The prior vs posterior comparison reveals how much the data has informed the saturation shape.

In [None]:
fig = mmm.plot_prior_vs_posterior("saturation_lam", alphabetical_sort=True)
plt.suptitle("Saturation Lambda (steepness): Prior vs Posterior", fontsize=13)
plt.tight_layout()
plt.show()

In [None]:
fig = mmm.plot_prior_vs_posterior("saturation_beta", alphabetical_sort=True)
plt.suptitle("Saturation Beta (effect magnitude): Prior vs Posterior", fontsize=13)
plt.tight_layout()
plt.show()

In [None]:
# Saturation response curves using posterior mean lam and beta
from scipy.special import expit

summary_lam = az.summary(idata, var_names=["saturation_lam"])
summary_beta = az.summary(idata, var_names=["saturation_beta"])

x = np.linspace(0, 1, 200)  # MaxAbsScaled spend: 0 = zero spend, 1 = max observed

fig, axes = plt.subplots(1, len(config.channel_columns), figsize=(14, 4), sharey=False)
colors = plt.cm.Set2(np.linspace(0, 1, len(config.channel_columns)))

for i, channel in enumerate(config.channel_columns):
    lam_param = f"saturation_lam[{channel}]"
    beta_param = f"saturation_beta[{channel}]"

    lam_mean = summary_lam.loc[lam_param, "mean"]
    lam_lo = summary_lam.loc[lam_param, "hdi_3%"]
    lam_hi = summary_lam.loc[lam_param, "hdi_97%"]
    beta_mean = summary_beta.loc[beta_param, "mean"]

    # LogisticSaturation in PyMC-Marketing: 2*expit(lam*x) - 1, scaled by beta
    # (equivalent to tanh(lam*x/2) in the limit)
    y_mean = beta_mean * (2 * expit(lam_mean * x) - 1)
    y_lo = beta_mean * (2 * expit(lam_lo * x) - 1)
    y_hi = beta_mean * (2 * expit(lam_hi * x) - 1)

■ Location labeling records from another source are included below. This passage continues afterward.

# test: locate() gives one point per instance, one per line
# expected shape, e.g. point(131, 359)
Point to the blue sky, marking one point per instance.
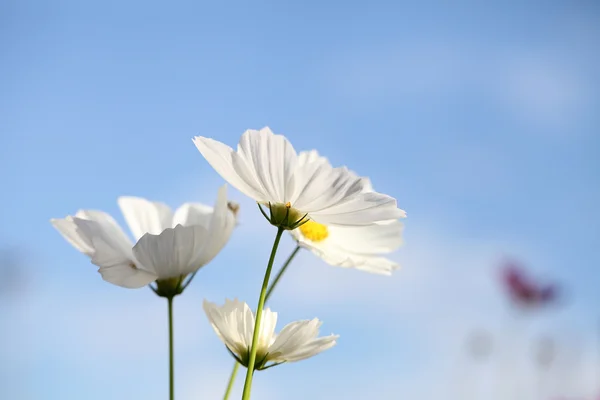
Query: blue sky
point(480, 119)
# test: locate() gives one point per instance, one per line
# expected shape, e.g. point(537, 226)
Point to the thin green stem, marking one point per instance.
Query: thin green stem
point(259, 310)
point(231, 380)
point(281, 272)
point(236, 367)
point(171, 374)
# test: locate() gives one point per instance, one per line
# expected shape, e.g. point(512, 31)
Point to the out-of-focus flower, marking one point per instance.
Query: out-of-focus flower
point(545, 352)
point(480, 345)
point(169, 246)
point(523, 290)
point(359, 247)
point(295, 187)
point(234, 324)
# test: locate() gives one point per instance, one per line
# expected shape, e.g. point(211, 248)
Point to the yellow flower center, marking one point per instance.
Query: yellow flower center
point(314, 231)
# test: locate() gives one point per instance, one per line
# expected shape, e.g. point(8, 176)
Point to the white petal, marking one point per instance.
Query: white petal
point(273, 160)
point(99, 226)
point(174, 252)
point(298, 341)
point(233, 323)
point(221, 225)
point(110, 250)
point(144, 216)
point(306, 157)
point(361, 209)
point(319, 186)
point(370, 239)
point(313, 348)
point(267, 329)
point(224, 160)
point(68, 229)
point(125, 276)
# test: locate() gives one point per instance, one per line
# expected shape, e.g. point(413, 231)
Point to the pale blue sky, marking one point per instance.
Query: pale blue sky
point(480, 119)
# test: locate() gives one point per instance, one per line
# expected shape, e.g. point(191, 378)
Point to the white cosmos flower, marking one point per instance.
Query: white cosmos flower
point(234, 324)
point(267, 168)
point(169, 246)
point(359, 247)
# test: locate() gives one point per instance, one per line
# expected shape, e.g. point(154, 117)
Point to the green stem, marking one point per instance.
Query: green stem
point(259, 310)
point(231, 380)
point(281, 271)
point(171, 375)
point(269, 292)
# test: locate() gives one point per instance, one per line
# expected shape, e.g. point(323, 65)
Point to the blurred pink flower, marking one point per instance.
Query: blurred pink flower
point(525, 291)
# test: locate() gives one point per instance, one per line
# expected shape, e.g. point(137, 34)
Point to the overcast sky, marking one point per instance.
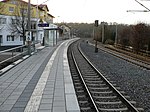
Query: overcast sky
point(102, 10)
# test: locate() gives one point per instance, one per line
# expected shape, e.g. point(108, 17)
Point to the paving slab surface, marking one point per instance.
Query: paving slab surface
point(40, 83)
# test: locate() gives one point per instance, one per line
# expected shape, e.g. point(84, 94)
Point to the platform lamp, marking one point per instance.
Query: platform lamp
point(95, 35)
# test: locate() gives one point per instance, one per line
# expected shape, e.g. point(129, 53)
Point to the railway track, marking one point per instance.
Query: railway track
point(94, 92)
point(125, 56)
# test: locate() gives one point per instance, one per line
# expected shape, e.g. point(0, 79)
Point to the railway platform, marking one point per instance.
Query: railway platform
point(41, 83)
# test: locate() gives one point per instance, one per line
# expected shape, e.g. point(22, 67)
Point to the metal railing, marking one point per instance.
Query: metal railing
point(11, 55)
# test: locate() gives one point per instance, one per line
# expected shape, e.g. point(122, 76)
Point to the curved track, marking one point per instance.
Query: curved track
point(94, 92)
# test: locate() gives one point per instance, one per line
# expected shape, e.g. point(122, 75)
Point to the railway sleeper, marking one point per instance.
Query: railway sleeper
point(107, 99)
point(93, 85)
point(101, 92)
point(114, 109)
point(109, 103)
point(93, 79)
point(86, 109)
point(99, 89)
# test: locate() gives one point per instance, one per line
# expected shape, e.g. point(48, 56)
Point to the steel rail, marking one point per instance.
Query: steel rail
point(93, 102)
point(124, 100)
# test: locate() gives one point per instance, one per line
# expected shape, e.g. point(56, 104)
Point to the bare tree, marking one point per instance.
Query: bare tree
point(18, 23)
point(140, 36)
point(2, 11)
point(125, 36)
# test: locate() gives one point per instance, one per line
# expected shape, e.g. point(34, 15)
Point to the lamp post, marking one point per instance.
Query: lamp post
point(116, 36)
point(103, 23)
point(96, 35)
point(37, 16)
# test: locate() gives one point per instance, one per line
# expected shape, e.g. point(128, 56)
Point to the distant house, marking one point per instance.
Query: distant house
point(14, 22)
point(66, 31)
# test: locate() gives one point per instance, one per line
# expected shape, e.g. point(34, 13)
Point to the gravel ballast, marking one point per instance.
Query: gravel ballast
point(132, 79)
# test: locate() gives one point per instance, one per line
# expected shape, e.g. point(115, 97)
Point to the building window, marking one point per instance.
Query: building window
point(23, 11)
point(1, 39)
point(14, 21)
point(2, 20)
point(33, 25)
point(10, 37)
point(11, 9)
point(41, 13)
point(21, 37)
point(13, 2)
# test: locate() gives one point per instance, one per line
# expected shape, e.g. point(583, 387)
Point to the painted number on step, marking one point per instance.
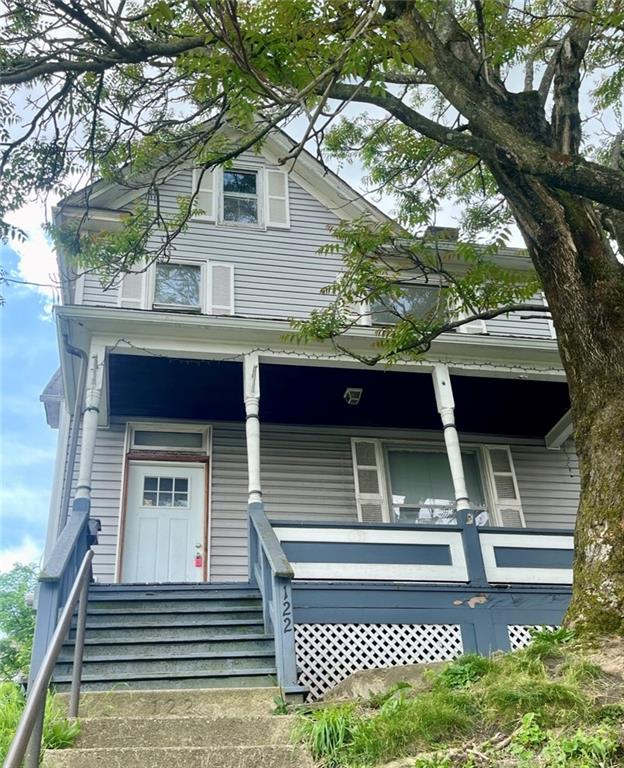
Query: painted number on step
point(286, 612)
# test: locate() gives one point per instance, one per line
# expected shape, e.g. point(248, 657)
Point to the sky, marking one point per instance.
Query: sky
point(28, 358)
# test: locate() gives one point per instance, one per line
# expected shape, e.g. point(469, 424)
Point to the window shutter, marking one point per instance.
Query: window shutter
point(221, 289)
point(276, 196)
point(504, 486)
point(367, 470)
point(204, 183)
point(131, 290)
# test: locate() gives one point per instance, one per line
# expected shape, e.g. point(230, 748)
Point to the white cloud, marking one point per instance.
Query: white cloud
point(37, 261)
point(28, 551)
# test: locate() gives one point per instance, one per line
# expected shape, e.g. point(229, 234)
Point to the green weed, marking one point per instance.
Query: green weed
point(58, 731)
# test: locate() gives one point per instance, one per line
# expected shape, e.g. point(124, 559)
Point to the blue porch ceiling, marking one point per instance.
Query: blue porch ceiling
point(200, 390)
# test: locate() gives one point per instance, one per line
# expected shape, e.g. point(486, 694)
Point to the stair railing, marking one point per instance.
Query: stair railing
point(63, 582)
point(271, 572)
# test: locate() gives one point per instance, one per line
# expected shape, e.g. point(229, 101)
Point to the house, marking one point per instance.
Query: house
point(267, 509)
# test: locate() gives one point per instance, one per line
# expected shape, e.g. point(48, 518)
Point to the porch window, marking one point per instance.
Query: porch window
point(421, 486)
point(417, 301)
point(240, 197)
point(179, 286)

    axes[i].plot(x, y_mean, color=colors[i], linewidth=2, label="Posterior mean")
    axes[i].fill_between(x, y_lo, y_hi, alpha=0.25, color=colors[i], label="94% HDI")
    axes[i].set_title(f"{channel}\nlam={lam_mean:.2f}, beta={beta_mean:.2f}")
    axes[i].set_xlabel("Scaled spend")
    axes[i].set_ylabel("Contribution")
    axes[i].legend(fontsize=7)

plt.suptitle("Saturation Response Curves by Channel (LogisticSaturation)", fontsize=12)
plt.tight_layout()
plt.show()

print("Interpretation:")
print(
    "  - Steeper curves (higher lam) = faster saturation = diminishing returns kick in earlier"
)
print(
    "  - Wide HDI bands = high uncertainty — the data is not informative about saturation shape"
)

---
## 10. Save Contribution Table

In [None]:
# Save full weekly contributions time series
tables_dir = OUTPUTS_DIR / "tables"
tables_dir.mkdir(parents=True, exist_ok=True)

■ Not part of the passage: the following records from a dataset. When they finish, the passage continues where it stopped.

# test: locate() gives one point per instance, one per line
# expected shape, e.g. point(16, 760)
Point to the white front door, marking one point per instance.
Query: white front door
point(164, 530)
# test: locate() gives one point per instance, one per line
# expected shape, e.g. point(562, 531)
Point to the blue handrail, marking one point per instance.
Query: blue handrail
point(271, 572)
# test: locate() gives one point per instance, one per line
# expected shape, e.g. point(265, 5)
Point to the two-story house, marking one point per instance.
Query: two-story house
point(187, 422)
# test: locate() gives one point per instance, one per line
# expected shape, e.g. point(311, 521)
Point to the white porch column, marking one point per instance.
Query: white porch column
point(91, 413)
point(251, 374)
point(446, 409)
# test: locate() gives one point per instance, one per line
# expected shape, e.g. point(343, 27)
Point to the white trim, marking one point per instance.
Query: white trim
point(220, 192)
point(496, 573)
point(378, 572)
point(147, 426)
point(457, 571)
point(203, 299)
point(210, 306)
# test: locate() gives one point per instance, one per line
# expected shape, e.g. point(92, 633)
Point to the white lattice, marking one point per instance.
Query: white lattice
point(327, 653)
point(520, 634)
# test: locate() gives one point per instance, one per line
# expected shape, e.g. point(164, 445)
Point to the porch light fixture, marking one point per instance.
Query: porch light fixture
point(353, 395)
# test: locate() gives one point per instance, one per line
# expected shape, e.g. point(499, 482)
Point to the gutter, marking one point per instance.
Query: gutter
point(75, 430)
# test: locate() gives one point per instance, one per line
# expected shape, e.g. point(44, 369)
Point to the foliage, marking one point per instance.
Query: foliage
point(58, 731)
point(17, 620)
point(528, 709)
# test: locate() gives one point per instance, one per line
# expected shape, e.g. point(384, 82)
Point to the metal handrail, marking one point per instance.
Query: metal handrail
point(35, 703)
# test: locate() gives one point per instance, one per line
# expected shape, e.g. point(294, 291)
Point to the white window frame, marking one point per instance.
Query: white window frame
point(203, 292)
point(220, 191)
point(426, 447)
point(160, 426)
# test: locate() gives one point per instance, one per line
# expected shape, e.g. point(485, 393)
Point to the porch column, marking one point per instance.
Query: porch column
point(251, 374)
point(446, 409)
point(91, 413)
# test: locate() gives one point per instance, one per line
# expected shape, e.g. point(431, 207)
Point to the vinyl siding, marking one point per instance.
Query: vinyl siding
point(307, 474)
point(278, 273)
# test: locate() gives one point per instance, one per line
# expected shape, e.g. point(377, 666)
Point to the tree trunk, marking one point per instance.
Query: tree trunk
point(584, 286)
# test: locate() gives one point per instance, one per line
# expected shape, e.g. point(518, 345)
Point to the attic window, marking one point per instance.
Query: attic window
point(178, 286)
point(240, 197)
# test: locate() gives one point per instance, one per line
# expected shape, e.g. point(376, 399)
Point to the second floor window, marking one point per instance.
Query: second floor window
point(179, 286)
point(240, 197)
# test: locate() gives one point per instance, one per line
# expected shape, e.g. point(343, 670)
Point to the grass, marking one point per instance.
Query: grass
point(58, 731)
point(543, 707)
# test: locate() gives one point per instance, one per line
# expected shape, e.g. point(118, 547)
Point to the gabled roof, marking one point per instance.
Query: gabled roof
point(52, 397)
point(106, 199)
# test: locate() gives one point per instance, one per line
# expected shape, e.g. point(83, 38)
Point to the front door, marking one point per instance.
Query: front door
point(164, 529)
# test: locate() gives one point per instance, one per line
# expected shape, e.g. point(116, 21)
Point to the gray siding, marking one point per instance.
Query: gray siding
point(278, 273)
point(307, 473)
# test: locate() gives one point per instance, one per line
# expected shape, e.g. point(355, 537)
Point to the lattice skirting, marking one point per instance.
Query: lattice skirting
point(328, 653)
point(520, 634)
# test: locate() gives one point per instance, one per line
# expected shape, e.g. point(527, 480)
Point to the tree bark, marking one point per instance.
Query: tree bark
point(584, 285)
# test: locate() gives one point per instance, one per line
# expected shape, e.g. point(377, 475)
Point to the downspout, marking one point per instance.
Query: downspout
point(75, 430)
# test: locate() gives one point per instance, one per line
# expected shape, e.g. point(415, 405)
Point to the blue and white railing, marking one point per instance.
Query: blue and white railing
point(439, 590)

date_str = datetime.now().strftime("%Y-%m-%d")
contrib_path = tables_dir / f"channel_contributions_{date_str}.csv"
contributions.to_csv(contrib_path)
print(f"Weekly contributions saved to: {contrib_path}")

# Save summary table
summary_path = tables_dir / f"contribution_summary_{date_str}.csv"
contrib_summary.to_csv(summary_path)
print(f"Summary table saved to: {summary_path}")

print()
print("Contents of outputs/tables/:")
for f in sorted(tables_dir.glob("*.csv")):
    print(f"  {f.name}")

---
## 11. Conclusions

### What this notebook showed

| Component | Finding |
|-----------|--------|
| **Posterior predictive** | How well the model reproduces observed GMV |
| **Waterfall** | Which components drive total GMV (baseline vs channels vs controls) |
| **Time series** | When each channel contributed most — peak investment months |
| **Contribution share** | How much GMV each channel is estimated to drive, with uncertainty |
| **Adstock** | How long each channel's effect persists (weeks of carryover) |
| **Saturation** | At what spend level each channel starts to plateau |

### Key caveats

- With only 12 effective observations, **contribution shares are prior-dominated**.
  The HDI bands reflect this: wide intervals are honest uncertainty, not a bug.
- Monthly spend distributed uniformly across weeks means **week-level attribution
  cannot distinguish individual weeks within a month** — GMV variation within a month
  is attributed to controls and baseline, not media.
- The results are most useful for **relative ranking** of channels
  (which channels seem to contribute more vs less) rather than absolute attribution.

### Next step

Notebook 05 uses these channel contributions to run budget optimization.